Rosenthal, who was a guest artist at Yaddo in 1998, credits Yaddo's "intense tranquility" for allowing periods of uninterrupted work on the book.
In photographs and essays, In the South Bronx of America chronicles the devastation of the neighborhoods of the South Bronx in the '70s and early '80s when the area literally burned to the ground. Rosenthal's book discusses some of the reasons for the two decades of societal decay in a series of essays by Grace Paley*, Barry Phillips, Martha Rosler, and Rosenthal himself.
Yet despite the destruction, Rosenthal chronicles the lives, sometimes inexplicably vibrant, that unfolded in the midst of the rubble. There are entrepreneurial Cambodian refugees, African Americans and Latino residents who had supplanted the earlier "tribes" of Irish, Jews, and Italians that had formerly populated the neighborhoods of the South Bronx.

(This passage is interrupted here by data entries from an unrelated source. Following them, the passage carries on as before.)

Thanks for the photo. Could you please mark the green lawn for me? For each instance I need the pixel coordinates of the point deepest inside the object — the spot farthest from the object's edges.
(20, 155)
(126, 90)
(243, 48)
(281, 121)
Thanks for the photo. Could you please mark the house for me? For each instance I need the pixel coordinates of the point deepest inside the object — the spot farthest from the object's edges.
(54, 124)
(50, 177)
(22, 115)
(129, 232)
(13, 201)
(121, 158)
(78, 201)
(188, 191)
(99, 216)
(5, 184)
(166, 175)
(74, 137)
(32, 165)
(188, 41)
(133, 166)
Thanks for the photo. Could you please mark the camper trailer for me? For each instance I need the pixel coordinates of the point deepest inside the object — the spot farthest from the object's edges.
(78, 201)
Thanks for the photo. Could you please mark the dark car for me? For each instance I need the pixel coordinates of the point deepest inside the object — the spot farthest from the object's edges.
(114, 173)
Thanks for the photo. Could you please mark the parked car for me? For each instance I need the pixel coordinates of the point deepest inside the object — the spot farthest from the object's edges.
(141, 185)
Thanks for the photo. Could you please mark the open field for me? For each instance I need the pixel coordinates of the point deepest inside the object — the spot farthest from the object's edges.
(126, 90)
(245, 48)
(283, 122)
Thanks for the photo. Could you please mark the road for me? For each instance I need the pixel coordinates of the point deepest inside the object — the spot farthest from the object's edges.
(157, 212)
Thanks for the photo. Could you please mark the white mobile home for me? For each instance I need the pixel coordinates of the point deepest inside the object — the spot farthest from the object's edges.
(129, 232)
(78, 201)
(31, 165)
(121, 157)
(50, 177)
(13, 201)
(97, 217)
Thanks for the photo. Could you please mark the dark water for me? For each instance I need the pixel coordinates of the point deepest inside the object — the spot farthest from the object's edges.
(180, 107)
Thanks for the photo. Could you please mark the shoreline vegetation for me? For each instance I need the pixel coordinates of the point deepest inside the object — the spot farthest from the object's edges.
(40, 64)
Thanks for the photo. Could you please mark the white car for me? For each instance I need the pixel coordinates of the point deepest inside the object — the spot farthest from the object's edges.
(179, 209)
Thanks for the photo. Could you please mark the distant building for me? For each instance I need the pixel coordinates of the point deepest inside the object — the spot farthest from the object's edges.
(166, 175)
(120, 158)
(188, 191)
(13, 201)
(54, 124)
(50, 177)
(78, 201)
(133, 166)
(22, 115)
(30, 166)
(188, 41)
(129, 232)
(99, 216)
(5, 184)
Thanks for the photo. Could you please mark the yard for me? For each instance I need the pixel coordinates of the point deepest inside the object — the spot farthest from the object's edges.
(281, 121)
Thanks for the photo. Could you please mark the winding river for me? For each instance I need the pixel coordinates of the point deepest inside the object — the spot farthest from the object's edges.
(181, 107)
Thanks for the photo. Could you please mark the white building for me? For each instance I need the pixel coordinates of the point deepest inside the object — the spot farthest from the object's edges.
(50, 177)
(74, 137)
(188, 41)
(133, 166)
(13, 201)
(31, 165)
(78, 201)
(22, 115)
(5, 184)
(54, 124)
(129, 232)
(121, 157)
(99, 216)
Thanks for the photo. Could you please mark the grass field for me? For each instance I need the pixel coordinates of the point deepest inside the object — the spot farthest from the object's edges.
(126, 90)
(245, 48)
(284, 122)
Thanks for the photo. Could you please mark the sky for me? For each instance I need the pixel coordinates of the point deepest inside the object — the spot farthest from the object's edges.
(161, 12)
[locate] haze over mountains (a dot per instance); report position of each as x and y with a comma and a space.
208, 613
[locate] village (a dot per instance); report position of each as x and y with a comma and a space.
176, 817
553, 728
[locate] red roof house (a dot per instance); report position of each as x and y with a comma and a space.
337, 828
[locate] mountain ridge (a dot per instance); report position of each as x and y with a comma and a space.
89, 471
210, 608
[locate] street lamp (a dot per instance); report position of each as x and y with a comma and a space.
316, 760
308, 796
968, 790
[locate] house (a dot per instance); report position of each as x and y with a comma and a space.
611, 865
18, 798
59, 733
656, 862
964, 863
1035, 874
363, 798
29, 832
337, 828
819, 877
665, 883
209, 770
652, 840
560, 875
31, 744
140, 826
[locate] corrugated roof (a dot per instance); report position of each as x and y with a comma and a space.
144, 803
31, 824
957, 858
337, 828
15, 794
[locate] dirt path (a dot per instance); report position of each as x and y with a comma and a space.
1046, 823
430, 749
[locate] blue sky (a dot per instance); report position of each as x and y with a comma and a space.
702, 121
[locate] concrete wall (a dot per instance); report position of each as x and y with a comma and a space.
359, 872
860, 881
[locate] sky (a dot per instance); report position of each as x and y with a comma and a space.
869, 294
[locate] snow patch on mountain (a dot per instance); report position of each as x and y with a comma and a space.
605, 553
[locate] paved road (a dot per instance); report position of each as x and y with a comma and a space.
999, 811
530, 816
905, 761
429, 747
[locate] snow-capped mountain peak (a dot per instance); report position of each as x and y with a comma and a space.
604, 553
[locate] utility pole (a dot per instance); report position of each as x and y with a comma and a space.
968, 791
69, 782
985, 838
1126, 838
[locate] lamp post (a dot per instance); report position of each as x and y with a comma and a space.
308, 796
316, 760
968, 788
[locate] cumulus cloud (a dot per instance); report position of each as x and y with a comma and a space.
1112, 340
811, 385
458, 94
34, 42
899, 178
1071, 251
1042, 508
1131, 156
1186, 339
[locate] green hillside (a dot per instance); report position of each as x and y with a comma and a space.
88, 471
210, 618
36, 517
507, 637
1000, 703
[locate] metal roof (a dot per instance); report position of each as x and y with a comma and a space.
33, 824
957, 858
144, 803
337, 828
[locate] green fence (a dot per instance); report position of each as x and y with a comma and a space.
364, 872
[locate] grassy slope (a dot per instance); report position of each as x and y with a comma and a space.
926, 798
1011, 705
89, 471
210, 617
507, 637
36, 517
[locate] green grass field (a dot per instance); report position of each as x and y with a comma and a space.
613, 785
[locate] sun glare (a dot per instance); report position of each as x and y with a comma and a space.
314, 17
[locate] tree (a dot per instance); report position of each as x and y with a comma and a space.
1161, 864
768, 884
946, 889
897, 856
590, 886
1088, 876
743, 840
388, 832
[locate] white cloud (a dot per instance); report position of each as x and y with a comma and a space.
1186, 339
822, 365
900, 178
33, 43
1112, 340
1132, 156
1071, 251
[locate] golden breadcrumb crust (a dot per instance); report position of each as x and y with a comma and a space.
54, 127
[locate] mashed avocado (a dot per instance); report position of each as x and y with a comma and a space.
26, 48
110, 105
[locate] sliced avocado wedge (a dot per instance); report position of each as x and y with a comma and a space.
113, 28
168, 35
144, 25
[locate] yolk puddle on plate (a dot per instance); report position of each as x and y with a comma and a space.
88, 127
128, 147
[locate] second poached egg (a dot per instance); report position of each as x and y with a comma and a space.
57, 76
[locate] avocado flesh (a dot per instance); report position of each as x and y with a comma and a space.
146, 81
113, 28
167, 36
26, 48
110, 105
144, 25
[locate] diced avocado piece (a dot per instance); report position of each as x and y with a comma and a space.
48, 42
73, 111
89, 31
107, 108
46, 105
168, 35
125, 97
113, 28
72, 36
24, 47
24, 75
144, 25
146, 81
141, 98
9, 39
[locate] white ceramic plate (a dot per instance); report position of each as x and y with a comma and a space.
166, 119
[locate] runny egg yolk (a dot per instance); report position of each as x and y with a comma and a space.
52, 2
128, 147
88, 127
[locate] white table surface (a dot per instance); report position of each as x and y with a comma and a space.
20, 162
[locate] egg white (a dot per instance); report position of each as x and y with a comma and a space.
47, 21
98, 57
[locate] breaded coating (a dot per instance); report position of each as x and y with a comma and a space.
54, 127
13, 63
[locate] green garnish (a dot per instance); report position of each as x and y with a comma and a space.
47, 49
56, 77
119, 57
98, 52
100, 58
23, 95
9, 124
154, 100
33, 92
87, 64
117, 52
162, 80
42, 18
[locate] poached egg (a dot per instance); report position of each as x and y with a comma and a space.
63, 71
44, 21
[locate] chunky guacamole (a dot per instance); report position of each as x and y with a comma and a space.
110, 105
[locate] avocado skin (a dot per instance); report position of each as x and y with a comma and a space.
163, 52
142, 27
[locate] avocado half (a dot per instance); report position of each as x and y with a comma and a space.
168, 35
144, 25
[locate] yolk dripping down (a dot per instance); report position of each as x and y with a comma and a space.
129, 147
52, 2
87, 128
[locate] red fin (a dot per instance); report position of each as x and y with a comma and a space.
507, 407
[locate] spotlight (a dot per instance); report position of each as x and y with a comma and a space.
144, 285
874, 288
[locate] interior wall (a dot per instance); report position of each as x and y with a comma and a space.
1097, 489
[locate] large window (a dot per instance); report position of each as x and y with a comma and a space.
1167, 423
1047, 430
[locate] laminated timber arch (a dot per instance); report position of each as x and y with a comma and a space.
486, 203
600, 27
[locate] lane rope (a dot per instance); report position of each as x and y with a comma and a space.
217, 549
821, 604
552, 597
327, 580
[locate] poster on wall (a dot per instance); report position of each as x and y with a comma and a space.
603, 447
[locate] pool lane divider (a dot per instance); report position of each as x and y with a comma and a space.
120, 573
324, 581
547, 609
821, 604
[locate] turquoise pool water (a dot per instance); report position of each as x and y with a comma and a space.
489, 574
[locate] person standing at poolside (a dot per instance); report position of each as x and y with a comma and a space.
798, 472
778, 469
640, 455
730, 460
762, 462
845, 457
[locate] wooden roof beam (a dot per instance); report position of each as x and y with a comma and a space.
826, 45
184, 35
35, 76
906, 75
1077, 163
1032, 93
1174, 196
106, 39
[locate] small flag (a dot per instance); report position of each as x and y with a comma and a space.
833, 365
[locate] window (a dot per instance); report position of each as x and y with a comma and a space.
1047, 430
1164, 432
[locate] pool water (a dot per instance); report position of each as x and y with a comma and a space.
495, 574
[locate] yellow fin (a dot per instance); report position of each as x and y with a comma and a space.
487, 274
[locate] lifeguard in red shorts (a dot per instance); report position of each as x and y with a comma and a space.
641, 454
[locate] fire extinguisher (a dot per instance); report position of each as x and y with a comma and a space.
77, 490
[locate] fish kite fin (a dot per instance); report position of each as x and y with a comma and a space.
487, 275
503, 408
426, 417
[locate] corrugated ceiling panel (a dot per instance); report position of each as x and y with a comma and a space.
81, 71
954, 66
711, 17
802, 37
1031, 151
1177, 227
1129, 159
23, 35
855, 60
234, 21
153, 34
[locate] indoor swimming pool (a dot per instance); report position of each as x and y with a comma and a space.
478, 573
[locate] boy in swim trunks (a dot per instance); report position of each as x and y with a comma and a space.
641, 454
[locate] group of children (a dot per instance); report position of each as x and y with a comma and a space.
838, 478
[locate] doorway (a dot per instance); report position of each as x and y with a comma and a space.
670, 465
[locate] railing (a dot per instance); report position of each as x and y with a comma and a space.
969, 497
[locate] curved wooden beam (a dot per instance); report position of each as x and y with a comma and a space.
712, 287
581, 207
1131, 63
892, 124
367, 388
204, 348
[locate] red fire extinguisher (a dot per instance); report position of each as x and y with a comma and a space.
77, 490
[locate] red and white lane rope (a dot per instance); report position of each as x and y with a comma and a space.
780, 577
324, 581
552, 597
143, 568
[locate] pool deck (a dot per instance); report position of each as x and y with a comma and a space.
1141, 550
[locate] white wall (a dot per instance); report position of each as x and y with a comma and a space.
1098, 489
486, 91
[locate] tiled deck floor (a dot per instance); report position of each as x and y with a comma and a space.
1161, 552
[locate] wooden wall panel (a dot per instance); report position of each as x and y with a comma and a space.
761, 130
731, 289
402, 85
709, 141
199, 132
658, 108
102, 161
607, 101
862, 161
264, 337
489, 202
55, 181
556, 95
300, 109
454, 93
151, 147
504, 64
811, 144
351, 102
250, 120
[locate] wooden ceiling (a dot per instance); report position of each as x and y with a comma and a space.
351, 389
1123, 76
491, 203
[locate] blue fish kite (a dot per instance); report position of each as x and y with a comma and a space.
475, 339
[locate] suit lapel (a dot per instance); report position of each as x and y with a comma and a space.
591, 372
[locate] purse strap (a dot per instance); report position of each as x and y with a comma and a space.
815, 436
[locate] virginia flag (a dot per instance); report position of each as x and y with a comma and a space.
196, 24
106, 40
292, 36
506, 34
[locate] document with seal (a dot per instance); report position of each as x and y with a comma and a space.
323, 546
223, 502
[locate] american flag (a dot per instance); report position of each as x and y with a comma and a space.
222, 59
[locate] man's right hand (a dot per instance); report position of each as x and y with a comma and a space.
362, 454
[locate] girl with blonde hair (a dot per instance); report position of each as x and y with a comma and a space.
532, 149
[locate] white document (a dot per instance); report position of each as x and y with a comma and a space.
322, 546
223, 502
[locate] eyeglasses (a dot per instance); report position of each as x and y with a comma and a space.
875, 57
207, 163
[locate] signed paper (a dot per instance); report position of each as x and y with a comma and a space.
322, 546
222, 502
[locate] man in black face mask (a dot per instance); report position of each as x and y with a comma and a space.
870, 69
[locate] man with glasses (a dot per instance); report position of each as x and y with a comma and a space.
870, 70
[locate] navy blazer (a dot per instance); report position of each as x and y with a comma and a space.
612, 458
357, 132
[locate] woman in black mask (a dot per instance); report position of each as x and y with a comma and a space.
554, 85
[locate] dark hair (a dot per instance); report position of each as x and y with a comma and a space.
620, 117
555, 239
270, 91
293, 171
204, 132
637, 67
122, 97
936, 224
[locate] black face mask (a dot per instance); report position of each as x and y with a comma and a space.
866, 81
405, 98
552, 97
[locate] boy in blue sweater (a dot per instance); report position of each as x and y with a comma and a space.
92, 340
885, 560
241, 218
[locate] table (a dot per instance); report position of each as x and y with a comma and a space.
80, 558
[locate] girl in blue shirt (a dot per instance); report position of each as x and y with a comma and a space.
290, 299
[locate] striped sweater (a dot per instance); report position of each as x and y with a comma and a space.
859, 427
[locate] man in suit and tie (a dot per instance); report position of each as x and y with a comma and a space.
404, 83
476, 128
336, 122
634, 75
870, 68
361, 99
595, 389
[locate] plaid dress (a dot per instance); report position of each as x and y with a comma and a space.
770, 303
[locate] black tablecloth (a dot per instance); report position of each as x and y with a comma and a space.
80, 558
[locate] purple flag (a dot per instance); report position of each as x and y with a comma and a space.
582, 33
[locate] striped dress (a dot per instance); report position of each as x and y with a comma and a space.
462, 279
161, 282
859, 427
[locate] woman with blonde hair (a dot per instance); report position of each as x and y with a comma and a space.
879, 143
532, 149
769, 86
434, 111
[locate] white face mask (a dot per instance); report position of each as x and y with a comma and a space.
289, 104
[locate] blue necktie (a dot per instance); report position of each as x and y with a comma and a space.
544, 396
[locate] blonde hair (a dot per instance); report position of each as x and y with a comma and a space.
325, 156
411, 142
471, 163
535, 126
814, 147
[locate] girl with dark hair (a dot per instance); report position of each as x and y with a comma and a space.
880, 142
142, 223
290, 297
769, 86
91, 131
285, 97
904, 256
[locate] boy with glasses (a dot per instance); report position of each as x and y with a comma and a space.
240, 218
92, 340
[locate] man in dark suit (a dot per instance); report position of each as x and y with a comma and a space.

There are social clubs, family portraits, a Buddhist monastery, churchgoers in their Sunday best, and children playing in vacant lots, as well as the expected burned-out buildings. The cover photograph shows a woman seemingly dancing for joy on the streets on a sunny day. Many of the photographs are simple portraits of the residents, which Rosenthal would hang at various sites in the area, making his a migrating gallery of photographs. The publisher calls the book "a biting social criticism and a deep expression of optimism and hope."
William Jay Smith, the former poet laureate of the U.S. has said: "Not since Eudora Welty* photographed rural Mississippi in the 1930s has anyone caught so memorably a people and a place as Mel Rosenthal has done in this unforgettable record of the South Bronx."
*Grace Paley was at Yaddo in 1969 and 1975; Eudora Welty was at Yaddo in 1941, 1961, 1963, 1966, and 1968.